To make sure patients pay the lowest possible cost at the pharmacy counter, the PACT Act 3.0 ensures that a patient purchasing a prescription drug is not charged a cost-sharing amount, such as a co-pay or deductible, if it would be cheaper for them to purchase the drug without using their insurance.
The bill also takes significant steps toward ensuring that patients can get their prescription drugs from the pharmacy that they choose. This bill will allow independent pharmacists the opportunity to become licensed to dispense specialty drugs and contract with insurance plans to provide specialty medications to patients. The bill also allows network pharmacies to contract with carriers to provide mail-order prescriptions, changing the current practice of carriers determining what pharmacies are available to patients for mail order prescriptions.
To help control costs further, the PACT Act 3.0 requires pharmaceutical companies to notify the state in advance of new drugs coming to market and of significant price increases for existing drugs. With advanced notification, the state’s MassHealth program can better prepare for potential cost increases by exploring ways to mitigate the cost or negotiating improved prices. In addition, advance notification will enable the HPC to focus on these cost drivers at their Cost Trends Hearings—held each year to examine the drivers of health care costs; identify challenges and opportunities for improving care and reducing costs in Massachusetts; increase transparency and accountability for health care providers and insurers; and help the state to meet its annual health care cost growth benchmark.
In addition, pharmaceutical manufacturers and PBMs will be included in the HPC annual Cost Trends Hearings for the first time. By participating in the hearings process, pharmaceutical manufacturers and PBMs will be required to provide public testimony on the factors that influence drug costs and provide documentation to back up their claims.

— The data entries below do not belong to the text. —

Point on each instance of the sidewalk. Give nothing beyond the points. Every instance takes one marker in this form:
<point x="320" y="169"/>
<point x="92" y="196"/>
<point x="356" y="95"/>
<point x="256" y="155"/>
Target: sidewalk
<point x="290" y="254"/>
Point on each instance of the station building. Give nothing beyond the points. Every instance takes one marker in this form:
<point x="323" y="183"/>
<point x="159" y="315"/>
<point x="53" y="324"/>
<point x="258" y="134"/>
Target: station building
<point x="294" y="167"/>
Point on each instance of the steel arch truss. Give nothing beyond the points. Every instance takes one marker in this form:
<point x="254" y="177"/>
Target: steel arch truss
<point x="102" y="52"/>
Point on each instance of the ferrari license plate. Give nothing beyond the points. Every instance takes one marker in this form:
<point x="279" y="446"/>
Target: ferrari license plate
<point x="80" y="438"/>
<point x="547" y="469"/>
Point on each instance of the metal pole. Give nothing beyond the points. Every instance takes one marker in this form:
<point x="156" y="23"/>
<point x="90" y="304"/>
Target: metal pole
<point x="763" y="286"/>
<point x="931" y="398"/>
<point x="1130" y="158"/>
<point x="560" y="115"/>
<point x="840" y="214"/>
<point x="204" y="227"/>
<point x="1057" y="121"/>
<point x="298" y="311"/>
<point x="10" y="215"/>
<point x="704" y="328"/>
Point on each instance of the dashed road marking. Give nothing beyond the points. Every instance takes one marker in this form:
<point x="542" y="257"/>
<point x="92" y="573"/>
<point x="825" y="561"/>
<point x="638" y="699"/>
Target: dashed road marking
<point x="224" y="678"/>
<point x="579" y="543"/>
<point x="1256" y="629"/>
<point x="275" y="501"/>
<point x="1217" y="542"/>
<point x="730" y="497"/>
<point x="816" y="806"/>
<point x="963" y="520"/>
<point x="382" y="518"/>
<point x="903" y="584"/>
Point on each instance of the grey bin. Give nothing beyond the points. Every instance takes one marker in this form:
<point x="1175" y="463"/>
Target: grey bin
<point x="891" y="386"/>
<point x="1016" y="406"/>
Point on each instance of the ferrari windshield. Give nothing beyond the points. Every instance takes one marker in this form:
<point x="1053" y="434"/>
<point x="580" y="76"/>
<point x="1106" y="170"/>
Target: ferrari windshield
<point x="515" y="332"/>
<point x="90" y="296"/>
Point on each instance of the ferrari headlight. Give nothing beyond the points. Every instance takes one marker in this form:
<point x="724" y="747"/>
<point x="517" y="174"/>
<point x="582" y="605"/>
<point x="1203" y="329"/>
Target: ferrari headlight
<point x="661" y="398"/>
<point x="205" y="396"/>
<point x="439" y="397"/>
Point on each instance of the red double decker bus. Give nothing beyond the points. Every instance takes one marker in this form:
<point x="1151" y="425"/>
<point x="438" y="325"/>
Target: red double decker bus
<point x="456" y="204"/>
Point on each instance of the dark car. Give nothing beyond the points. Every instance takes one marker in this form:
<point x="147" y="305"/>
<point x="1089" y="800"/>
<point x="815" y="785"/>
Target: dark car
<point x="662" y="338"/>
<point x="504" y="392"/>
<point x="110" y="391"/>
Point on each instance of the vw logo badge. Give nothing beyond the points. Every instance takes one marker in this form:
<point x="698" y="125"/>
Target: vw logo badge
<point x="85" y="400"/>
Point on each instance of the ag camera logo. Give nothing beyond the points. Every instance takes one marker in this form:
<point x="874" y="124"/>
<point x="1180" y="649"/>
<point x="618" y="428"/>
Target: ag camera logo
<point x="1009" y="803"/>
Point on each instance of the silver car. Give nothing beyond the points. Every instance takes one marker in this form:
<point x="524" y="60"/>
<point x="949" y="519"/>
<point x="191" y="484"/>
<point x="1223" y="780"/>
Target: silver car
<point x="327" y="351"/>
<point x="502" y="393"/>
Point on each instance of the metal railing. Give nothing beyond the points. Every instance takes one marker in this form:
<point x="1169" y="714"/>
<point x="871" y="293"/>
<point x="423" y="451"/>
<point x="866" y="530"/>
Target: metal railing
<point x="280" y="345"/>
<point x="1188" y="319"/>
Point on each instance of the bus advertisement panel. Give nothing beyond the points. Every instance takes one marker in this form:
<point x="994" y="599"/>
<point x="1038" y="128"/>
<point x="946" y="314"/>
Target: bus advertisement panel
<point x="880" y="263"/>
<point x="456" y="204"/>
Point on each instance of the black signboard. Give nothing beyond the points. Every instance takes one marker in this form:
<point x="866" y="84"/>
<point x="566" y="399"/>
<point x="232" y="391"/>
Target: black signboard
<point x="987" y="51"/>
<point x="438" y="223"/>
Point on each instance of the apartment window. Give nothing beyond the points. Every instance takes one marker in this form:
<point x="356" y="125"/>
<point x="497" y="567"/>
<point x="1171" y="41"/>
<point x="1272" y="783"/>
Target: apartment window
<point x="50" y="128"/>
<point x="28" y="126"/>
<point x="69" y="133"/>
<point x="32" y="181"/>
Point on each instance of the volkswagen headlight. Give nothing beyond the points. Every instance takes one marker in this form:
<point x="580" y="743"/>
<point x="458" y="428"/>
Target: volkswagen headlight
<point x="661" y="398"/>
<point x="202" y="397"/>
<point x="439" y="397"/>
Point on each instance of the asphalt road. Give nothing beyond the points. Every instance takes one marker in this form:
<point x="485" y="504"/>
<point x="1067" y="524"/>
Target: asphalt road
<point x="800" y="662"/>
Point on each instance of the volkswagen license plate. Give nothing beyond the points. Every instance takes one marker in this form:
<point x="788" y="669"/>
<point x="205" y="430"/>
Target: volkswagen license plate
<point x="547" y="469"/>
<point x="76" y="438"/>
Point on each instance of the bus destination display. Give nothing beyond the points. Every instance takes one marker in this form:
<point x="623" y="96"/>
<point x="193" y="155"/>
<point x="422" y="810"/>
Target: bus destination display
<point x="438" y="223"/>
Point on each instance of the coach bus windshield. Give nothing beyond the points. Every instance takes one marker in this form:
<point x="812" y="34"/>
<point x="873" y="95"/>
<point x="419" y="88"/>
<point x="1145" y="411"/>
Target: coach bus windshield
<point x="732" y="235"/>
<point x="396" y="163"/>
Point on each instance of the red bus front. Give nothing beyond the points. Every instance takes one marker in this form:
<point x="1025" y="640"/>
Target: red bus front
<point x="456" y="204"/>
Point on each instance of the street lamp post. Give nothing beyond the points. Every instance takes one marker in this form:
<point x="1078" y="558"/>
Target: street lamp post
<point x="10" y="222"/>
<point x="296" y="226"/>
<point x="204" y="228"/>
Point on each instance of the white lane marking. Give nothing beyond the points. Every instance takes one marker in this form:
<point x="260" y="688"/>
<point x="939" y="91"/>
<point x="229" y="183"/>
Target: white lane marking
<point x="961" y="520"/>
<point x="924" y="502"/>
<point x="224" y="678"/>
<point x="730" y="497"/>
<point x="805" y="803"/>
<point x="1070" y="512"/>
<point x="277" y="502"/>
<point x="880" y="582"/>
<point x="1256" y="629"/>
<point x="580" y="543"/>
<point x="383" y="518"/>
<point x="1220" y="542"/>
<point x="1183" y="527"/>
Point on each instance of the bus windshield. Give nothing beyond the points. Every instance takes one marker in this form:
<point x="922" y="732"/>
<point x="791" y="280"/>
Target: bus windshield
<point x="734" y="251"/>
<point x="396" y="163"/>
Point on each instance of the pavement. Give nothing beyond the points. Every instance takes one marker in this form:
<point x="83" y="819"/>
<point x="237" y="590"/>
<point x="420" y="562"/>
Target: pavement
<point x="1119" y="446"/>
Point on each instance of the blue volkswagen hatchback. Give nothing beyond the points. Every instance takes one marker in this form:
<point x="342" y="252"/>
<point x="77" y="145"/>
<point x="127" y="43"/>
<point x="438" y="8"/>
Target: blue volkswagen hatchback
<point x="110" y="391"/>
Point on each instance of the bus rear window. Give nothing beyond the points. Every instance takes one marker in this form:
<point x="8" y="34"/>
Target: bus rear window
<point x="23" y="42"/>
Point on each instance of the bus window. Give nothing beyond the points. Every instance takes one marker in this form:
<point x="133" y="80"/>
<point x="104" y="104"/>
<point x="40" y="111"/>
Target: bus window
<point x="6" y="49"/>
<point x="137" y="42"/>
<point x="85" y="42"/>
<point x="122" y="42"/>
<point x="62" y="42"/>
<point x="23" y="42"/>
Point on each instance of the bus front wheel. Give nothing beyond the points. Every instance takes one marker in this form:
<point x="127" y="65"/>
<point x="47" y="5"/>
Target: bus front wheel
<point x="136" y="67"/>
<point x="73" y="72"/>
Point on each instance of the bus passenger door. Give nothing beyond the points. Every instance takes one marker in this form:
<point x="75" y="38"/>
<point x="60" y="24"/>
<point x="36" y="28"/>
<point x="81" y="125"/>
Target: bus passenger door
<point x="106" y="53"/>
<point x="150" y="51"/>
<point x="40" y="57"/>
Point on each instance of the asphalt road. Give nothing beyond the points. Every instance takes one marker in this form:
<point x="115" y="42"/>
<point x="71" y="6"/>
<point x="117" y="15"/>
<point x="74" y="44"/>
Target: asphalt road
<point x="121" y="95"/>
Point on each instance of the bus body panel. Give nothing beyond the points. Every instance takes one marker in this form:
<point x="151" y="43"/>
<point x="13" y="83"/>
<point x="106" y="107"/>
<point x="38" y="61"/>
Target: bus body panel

HPC will use this information to analyze how pharmaceutical industry costs impact the state’s health care market—and the ultimate cost of health care for Commonwealth residents.
This bill also empowers the Center for Health Information and Analysis (CHIA), an independent state agency that provides objective analysis of the quality, affordability, utilization, and access to the Massachusetts health care system, to collect a range of drug cost information from pharmaceutical manufacturers and PBMs to include in its annual health care cost report, which does not currently include comprehensive data on drug costs. Collecting this data will allow policymakers and consumers to better understand the role of pharmaceutical companies in driving costs moving forward.
The Senate has been a leader in putting forth policies to address unaffordable drug costs. The HEALTH Act, passed by the Senate in 2017, proposed policies to incorporate pharmaceutical costs into the state’s annual health care cost oversight process and ensure that consumers are offered the lowest available prices at the pharmacy.
The Senate also championed the inclusion of provisions in the Fiscal Year 2020 budget to allow MassHealth to directly negotiate supplemental drug rebates to save the state millions of dollars each year. The Senate passed the first iteration of the PACT Act in the 2019-2020 session and passed the second version of the legislation last March. The PACT Act 3.0 takes additional important steps to rein in drug costs and improve patient access throughout the health care system.